I have been using the SIP 01928 saw for the last few months, and I have continuous problems with the top blade clamp, it either slips, or on finer blades it bends the blade where it clamps and then the blade snaps sooo easily!

I have read on an old forum post that you can get quick change clamps for it - can anyone confirm this? and if so, where would i get them?

I will give Axminster tools a call later to see if they can help, but thought I would try you guys as well.

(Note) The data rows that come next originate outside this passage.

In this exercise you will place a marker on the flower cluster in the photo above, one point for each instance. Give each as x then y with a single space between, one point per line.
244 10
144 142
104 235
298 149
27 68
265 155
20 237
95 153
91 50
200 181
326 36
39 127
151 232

Any help would be much appreciated.


----------



## boysie39 (19 Feb 2013)

Welcome Billy3 ,I dont have any experience with your particular saw, but quick release blade parts can be got for many of the saws in use . Axminister are a good company to contact for help .Hegner are another one ,many on here have replaced their systems with quick release. I'm sure someone who knows more about the Sip saw will be on soon.


----------



## Gary Morris (19 Feb 2013)

Hi Billy3, welcome
You could try this site, possibly contact them first for informattion. http://www.shesto.co.uk/p2242/Scroll_Sa ... _info.html


Gary


----------



## Cliffro (2 Apr 2018)

Try SIP UK


----------



## Buffalo Chas (2 Apr 2018)

Hi Billy.

Welcome to the forum.

Must confess I don't know the SIP saw range. Is it a generic type saw eg Record Power, Clarke, Draper etc. If so NMA Agencies, who are the agents for Sheppach saws sell a pair of quick release clamps costing around £20. They are not listed on their website so you have to ring them direct.

Hope this helps.

Charley


----------



## cookie777 (16 Apr 2018)

I had a SIP scroll saw, it packed up just after the warranty ran out, no help from SIP at all, their not interested, so I would not waste money on a tool of this quality, better to save up & buy a tool from a company that do show a bit of care


----------